5 At oral argument, counsel for the Register asked this Court to direct the trial court to award and determine attorney fees under section 425.16, subdivision (c), which provides that a “prevailing defendant on a special motion to strike shall be entitled to recover his or her attorney’s fees and costs” and Mendoza v. ADP Screening (2010) 182 Cal.App.4th 1644, which holds that this mandatory provision applies to attorney fees and costs incurred in responding to the unsuccessful plaintiff’s appeal. We decline to provide such direction to the trial court because we trust that it will follow the law on this point.
13
AI Brief
AI-generated · verify before citing
Holding. The court held that the defendant's maintenance of a website for public discussion of issues of public interest constitutes protected activity under the anti-SLAPP statute, and that the plaintiff failed to demonstrate a probability of prevailing on the merits because the Communications Decency Act bars distributor liability for Internet publications.
Issues
Whether the defendant's maintenance of a website allowing user comments on articles of public interest constitutes protected activity under Code of Civil Procedure section 425.16.
Whether the plaintiff demonstrated a probability of prevailing on a breach of contract claim against an Internet publisher for failing to remove user comments.
Whether the defendant complied with statutory service requirements for the anti-SLAPP motion.
Disposition.
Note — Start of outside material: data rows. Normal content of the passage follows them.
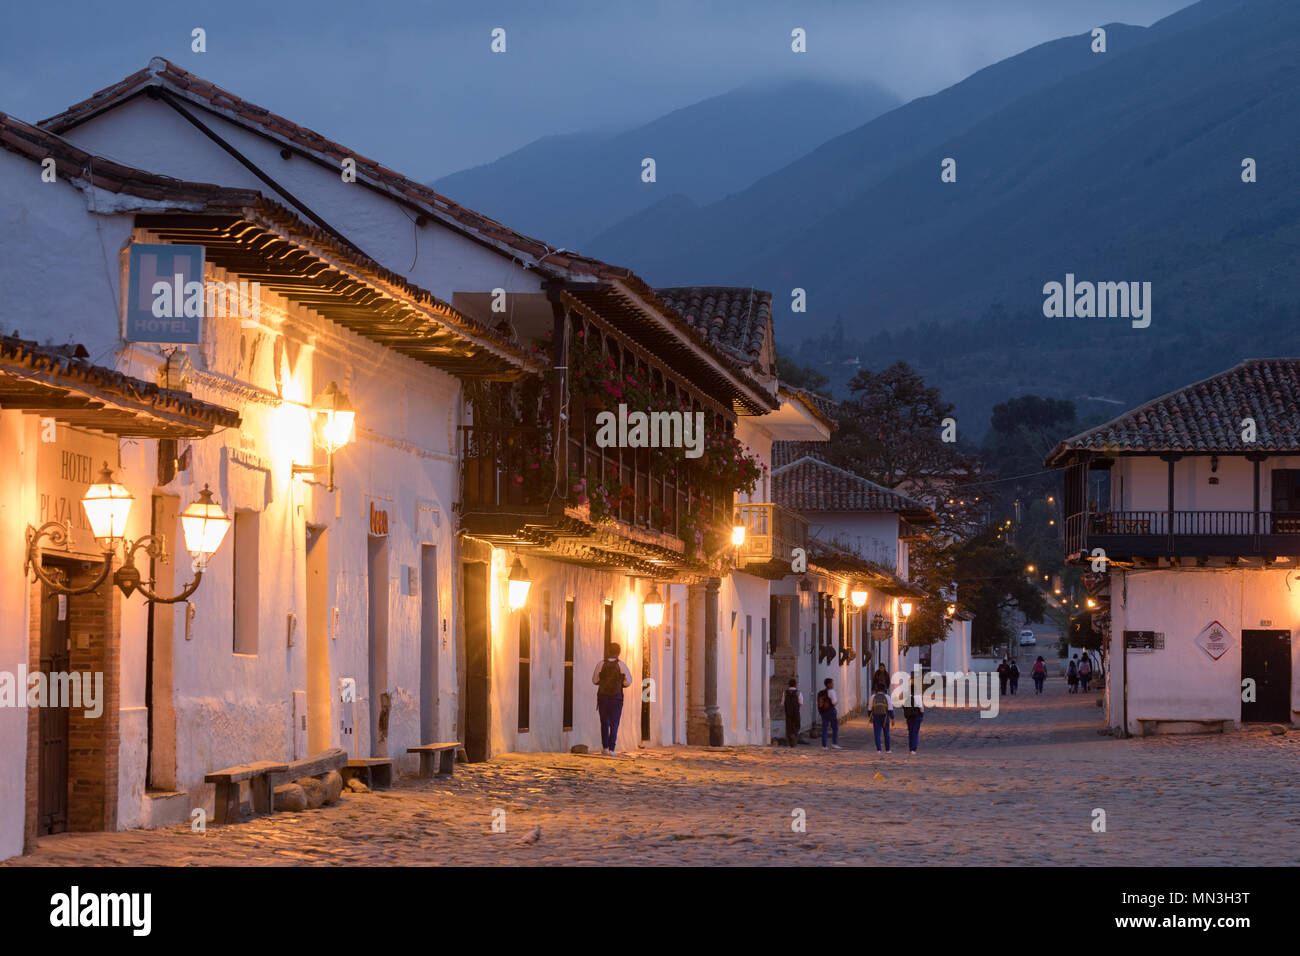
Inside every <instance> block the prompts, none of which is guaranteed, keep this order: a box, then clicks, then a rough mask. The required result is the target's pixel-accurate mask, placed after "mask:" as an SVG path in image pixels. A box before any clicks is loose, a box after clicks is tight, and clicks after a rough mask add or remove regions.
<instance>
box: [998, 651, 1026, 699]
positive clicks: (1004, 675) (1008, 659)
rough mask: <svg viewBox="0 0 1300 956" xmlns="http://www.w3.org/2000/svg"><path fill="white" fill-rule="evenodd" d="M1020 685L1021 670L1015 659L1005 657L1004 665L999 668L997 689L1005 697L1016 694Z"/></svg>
mask: <svg viewBox="0 0 1300 956" xmlns="http://www.w3.org/2000/svg"><path fill="white" fill-rule="evenodd" d="M1019 685H1021V669H1019V667H1018V666H1017V663H1015V659H1014V658H1010V657H1004V658H1002V663H1000V665H998V666H997V689H998V692H1000V693H1002V695H1004V696H1005V695H1008V693H1015V689H1017V688H1018V687H1019Z"/></svg>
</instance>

Affirmed.
Quotations verified verbatim against the opinion
“Maintaining a forum for discussion of issues of public interest is a quintessential way to facilitate rights, and the Register has no liability for doing so.”
“the Communications Decency Act of 1996 (47 U.S.C. § 230) “prohibits ‘distributor’ liability for Internet publications.””
“Thus, the Communications Decency Act completely bars this type of lawsuit against an Internet publisher.”